Closed Night1099 closed 4 months ago
Hi, it doesn't look like the correct behavior. Which part of the model are you training? Is it the autoencoder or the U-Net?
The LDM step
The autoencoder came out quite well
i also found this odd from step 1 of LDM training the loss was about .01 and now is down to .0009 ish but with above results
Looking at the reconstruction, it seems that the autoencoder weights are not loaded correctly. Do the console logs look correct when starting or resuming the training?

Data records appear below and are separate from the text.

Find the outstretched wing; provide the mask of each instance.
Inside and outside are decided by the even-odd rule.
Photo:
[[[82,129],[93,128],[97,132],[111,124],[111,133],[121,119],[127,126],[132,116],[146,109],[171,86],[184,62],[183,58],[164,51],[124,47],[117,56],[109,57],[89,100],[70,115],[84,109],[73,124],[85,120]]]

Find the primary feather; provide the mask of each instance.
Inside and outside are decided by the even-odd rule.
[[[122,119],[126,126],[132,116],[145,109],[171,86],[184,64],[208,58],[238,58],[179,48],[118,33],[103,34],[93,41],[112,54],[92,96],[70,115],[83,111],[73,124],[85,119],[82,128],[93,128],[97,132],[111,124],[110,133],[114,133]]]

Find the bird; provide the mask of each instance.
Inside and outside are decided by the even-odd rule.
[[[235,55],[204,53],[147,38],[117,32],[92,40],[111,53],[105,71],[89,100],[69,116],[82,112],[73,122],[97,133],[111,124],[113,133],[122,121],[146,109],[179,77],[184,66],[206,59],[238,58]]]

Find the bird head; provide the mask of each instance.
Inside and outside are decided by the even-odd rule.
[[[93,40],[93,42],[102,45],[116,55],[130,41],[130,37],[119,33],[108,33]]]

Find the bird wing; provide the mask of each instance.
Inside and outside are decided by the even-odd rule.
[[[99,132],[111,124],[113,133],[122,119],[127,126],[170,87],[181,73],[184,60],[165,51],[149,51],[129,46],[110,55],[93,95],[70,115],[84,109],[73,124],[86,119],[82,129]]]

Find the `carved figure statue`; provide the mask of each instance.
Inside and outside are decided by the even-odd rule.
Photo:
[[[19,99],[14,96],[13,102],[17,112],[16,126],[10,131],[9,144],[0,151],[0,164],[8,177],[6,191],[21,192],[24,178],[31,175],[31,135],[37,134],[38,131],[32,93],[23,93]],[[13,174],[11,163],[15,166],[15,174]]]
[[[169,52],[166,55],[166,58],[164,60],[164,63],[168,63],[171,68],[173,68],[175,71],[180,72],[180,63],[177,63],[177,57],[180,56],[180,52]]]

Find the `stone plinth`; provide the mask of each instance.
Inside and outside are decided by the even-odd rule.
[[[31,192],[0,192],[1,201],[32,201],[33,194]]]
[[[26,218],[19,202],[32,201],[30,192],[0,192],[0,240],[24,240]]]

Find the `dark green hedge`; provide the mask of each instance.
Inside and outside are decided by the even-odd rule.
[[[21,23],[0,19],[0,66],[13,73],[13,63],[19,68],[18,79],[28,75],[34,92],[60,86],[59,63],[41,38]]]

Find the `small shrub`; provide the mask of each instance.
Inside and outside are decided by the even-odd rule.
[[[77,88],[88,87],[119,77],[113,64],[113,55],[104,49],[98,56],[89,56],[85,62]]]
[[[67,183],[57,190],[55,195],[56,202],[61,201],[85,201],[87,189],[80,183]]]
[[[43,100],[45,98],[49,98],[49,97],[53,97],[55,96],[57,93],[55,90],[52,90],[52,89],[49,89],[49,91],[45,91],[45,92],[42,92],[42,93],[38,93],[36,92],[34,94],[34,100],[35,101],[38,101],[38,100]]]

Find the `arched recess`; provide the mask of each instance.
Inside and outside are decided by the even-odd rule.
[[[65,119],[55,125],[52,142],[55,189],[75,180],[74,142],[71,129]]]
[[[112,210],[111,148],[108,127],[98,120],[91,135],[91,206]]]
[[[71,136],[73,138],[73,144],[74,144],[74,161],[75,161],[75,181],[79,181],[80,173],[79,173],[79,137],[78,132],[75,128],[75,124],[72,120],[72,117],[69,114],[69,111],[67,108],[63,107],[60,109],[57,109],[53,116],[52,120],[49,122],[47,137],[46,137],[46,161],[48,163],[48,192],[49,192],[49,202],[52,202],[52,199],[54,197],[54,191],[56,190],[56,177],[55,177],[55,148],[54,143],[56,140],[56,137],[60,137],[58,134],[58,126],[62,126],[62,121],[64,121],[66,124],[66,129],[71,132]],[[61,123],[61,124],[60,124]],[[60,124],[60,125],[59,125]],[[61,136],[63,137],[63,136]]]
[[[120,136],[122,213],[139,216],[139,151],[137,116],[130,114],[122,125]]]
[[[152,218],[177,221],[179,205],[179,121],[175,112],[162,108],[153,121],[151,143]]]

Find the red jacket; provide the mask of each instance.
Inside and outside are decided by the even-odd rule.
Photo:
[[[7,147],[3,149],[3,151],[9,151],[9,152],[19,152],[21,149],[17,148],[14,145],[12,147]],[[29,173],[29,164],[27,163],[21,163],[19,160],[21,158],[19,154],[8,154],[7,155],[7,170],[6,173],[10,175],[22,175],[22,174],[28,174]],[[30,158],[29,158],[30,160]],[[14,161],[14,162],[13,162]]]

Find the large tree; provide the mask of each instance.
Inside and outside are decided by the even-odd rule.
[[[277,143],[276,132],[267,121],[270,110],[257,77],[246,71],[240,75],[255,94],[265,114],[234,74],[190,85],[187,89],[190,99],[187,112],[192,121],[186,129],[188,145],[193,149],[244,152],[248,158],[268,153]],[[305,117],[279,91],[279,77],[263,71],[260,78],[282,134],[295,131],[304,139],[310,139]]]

here is full train start log
https://pastecode.io/s/jd5h5pw1
Validation sanity does come up and says 0/2 even tho i know when training autoencoder it said 0/63
Would that be the problem?
and you can see that it sees 63
#### Data #####
train, MatFuseDataset, 173319
validation, MatFuseDataset, 63
ah dang it says missing keys for all those i thought that was found keys
i assume thats the problem haha
its just the raw ckpt file the autoencoder train step gave out
Yes, that's the issue! Looks like the checkpoint loading is not correctly looking for the weights under "state_dict". Fixing it right away! In the meanwhile you can look at the init_form_checkpoint
method in the base VQModel
Ok, should be fixed in f0e773c!
ok it started without any key readout, ill let this run and get back to you
Thank you!
ok training looks correct now thanks again
Im on Epoch 11 now of a 130000 dataset, all validation hasnt changed from first epochs, but loss is still going down
reconstruction
samples quantized
i am of course fine to wait longer for training but is this correct?